There’s a Colonel now in the Pentagon – who will retire soon so you don’t have to worry anymore, that’s why they picked him – they got a Colonel to write a set of orders that are clearly illegal that all military personnel have to be vaccinated with the vaccine that’s not licensed, which is illegal. And what they’re doing is they’re telling the military personnel « We’re giving you the licensed vaccine Comirnaty » but that vaccine doesn’t exist. And so the other thing they’re doing is they’re taking the Pfizer vaccine and they’re putting labels on it calling it Comirnaty – which is by the way a felony. They don’t care. The law is no longer relevant. We have a government that is out of control.

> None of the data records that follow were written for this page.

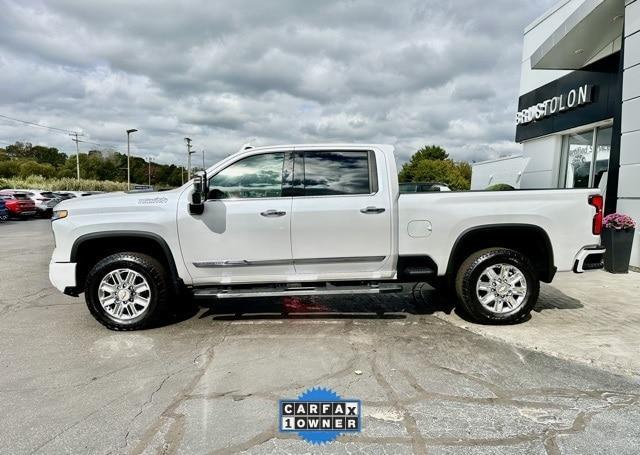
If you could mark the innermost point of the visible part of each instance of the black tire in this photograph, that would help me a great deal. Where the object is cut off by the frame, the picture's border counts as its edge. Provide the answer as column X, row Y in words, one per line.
column 153, row 272
column 471, row 271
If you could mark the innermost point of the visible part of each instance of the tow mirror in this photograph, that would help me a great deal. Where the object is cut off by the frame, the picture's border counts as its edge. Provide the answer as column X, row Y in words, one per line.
column 196, row 207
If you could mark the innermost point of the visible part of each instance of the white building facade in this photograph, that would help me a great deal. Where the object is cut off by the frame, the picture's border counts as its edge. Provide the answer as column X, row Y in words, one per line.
column 578, row 116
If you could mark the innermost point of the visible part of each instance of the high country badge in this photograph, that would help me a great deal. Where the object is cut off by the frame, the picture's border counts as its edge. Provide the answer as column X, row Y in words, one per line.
column 320, row 415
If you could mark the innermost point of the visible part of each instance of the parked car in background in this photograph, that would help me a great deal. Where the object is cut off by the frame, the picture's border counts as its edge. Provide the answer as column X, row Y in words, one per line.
column 4, row 213
column 45, row 201
column 64, row 195
column 18, row 204
column 73, row 194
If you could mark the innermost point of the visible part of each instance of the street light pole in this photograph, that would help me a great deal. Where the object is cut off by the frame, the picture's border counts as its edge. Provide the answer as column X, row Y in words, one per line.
column 188, row 141
column 132, row 130
column 76, row 140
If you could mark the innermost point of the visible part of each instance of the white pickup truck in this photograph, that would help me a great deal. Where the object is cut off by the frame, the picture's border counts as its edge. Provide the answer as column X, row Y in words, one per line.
column 317, row 220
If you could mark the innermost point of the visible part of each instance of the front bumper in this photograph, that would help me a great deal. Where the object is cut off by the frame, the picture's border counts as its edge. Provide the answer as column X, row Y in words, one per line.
column 63, row 276
column 589, row 258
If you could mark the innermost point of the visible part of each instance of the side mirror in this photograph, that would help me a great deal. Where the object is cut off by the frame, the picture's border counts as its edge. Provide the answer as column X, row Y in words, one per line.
column 196, row 207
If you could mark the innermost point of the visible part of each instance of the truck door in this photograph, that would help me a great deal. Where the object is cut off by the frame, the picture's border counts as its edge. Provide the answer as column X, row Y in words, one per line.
column 341, row 214
column 244, row 232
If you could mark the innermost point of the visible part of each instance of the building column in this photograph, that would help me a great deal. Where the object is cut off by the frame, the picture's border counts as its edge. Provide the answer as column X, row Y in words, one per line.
column 629, row 176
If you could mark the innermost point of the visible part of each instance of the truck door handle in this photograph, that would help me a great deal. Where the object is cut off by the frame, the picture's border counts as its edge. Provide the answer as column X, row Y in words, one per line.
column 372, row 210
column 272, row 213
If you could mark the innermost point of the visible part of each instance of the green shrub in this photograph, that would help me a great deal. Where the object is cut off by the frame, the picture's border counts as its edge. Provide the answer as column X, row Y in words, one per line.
column 500, row 187
column 38, row 182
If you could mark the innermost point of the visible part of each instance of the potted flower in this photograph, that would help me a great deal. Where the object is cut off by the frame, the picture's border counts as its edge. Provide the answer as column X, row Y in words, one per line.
column 617, row 237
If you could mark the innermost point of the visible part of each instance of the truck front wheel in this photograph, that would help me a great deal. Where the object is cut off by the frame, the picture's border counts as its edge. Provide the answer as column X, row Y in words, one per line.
column 497, row 285
column 127, row 291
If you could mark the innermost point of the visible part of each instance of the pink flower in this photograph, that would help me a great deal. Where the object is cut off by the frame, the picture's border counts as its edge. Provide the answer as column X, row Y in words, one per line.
column 618, row 221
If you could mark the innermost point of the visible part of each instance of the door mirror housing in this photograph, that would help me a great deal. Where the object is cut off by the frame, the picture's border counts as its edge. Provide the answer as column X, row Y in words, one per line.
column 196, row 207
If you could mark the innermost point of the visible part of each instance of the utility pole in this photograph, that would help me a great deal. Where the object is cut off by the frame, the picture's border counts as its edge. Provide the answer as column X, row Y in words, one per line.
column 76, row 140
column 133, row 130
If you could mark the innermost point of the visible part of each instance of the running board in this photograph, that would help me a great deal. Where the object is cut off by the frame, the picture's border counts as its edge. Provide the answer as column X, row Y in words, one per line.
column 230, row 293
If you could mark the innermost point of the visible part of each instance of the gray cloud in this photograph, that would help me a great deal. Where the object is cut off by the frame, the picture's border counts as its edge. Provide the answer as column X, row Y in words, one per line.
column 409, row 73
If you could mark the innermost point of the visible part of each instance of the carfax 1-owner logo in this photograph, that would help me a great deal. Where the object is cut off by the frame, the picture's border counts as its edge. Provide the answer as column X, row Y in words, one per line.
column 320, row 415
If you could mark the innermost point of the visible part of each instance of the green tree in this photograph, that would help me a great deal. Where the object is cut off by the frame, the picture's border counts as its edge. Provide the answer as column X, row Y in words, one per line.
column 9, row 168
column 432, row 164
column 29, row 168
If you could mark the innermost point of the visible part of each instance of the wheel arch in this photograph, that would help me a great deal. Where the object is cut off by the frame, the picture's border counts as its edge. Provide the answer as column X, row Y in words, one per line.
column 531, row 240
column 90, row 248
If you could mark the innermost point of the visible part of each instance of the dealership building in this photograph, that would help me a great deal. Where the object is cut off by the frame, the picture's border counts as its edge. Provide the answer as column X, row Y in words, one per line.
column 578, row 116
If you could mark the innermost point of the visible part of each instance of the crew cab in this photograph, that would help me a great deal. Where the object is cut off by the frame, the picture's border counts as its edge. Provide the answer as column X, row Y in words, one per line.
column 317, row 220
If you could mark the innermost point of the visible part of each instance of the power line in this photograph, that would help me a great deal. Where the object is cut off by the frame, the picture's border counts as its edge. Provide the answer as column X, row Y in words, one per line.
column 26, row 122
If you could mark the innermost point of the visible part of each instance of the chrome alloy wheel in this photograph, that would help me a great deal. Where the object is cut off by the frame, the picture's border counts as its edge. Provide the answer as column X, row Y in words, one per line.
column 501, row 288
column 124, row 294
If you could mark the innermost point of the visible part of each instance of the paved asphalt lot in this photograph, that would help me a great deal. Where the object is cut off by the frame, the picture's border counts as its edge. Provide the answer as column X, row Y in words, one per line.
column 210, row 381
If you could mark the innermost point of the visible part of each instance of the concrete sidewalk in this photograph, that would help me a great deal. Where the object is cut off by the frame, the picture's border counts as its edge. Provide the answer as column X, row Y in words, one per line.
column 592, row 318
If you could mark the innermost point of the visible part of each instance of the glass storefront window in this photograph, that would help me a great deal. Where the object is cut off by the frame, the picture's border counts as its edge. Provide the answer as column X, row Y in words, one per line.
column 586, row 157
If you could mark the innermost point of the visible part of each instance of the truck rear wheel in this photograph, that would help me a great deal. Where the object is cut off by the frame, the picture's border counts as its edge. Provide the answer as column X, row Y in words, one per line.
column 497, row 285
column 127, row 291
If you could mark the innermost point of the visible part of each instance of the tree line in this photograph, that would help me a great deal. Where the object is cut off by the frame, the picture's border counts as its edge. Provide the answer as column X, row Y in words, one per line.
column 23, row 159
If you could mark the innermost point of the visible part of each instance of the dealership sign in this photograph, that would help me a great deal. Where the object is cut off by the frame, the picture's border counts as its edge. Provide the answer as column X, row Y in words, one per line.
column 556, row 105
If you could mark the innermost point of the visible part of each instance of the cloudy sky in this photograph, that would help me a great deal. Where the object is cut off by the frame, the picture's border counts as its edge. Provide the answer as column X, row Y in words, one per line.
column 228, row 72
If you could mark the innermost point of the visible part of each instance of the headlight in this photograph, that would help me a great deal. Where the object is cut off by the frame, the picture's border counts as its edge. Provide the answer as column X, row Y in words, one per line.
column 59, row 214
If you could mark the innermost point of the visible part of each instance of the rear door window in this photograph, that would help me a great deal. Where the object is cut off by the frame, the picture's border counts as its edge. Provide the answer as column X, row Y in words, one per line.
column 334, row 173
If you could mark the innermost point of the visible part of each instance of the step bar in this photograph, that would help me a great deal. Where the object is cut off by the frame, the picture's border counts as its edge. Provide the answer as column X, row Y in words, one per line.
column 231, row 293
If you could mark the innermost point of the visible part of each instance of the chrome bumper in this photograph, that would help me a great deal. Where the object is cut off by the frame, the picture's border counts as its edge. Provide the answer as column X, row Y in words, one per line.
column 589, row 258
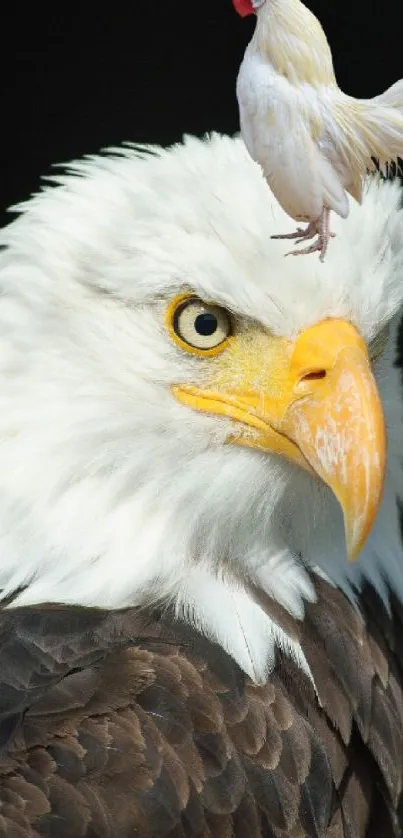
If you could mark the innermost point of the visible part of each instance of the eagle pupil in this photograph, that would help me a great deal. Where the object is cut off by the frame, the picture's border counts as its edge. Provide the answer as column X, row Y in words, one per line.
column 206, row 324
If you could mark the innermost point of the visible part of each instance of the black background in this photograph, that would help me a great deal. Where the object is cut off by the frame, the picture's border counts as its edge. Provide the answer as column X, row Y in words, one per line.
column 75, row 79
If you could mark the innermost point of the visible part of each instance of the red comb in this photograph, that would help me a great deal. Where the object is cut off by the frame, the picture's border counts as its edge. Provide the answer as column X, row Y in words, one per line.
column 244, row 7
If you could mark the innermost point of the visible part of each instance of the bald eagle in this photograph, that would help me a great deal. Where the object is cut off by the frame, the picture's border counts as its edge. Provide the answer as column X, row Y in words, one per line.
column 200, row 470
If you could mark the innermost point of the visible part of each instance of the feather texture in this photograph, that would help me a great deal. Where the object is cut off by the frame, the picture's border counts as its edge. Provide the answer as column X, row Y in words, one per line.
column 142, row 727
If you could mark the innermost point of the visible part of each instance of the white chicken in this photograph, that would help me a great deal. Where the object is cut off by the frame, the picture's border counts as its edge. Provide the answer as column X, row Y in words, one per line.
column 313, row 142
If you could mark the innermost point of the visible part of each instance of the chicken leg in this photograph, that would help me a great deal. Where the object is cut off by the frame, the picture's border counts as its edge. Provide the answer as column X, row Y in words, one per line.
column 319, row 227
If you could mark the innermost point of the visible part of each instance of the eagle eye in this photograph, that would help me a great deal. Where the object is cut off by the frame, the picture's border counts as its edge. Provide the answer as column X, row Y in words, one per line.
column 198, row 327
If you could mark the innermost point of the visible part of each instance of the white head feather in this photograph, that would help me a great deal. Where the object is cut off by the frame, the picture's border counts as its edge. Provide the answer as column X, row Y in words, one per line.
column 111, row 492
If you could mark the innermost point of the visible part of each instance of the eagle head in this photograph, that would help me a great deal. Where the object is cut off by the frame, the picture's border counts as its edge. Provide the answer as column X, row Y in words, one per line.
column 188, row 419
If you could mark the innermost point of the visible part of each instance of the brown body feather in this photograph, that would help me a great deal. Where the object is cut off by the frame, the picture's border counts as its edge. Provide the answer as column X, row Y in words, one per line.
column 123, row 724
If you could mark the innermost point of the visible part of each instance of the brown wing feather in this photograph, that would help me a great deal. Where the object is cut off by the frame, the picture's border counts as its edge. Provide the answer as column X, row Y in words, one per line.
column 132, row 726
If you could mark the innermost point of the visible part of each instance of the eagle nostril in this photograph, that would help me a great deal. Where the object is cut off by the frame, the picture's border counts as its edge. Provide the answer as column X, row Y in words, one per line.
column 315, row 375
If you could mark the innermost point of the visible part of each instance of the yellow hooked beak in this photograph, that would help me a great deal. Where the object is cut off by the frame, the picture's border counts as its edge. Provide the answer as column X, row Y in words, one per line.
column 313, row 401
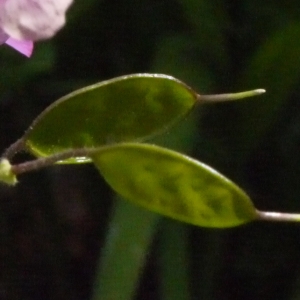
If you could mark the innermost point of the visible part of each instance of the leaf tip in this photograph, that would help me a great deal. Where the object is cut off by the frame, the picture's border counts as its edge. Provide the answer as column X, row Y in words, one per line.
column 6, row 174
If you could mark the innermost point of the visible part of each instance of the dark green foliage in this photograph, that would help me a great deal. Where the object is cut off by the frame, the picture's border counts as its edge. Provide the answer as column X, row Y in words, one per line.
column 53, row 224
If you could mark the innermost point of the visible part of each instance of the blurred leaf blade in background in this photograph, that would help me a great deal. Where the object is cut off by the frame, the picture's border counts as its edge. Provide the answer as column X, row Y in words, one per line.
column 174, row 185
column 127, row 108
column 129, row 237
column 276, row 66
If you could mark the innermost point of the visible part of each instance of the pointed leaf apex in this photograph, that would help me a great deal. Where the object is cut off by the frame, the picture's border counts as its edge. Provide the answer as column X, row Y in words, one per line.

And the problem is – the lawyers are fighting this, I mean the lawyers are – like with all these mandates in the industry and academia which the government is forcing them to do by saying « Well, if you don’t vaccinate your people – like, if you’re a hospital manager – if you don’t vaccinate the people that work in your hospital, we’re no longer going to compensate you for Medicare, Medicaid. We’re gonna put you out of business financially. » If you’re an academic leader, you’re President of the university, you’re being told « If you don’t force all your kids, your students, to get vaccinated then we’re going to take away your federal grants and contracts. » There’s been a new policy put in place by NIH that if you want to have a federal grant or contract, you have to have everybody vaccinated. So that’s how they’re doing it. They’re doing it through financial coercion. And they’re doing it across the board.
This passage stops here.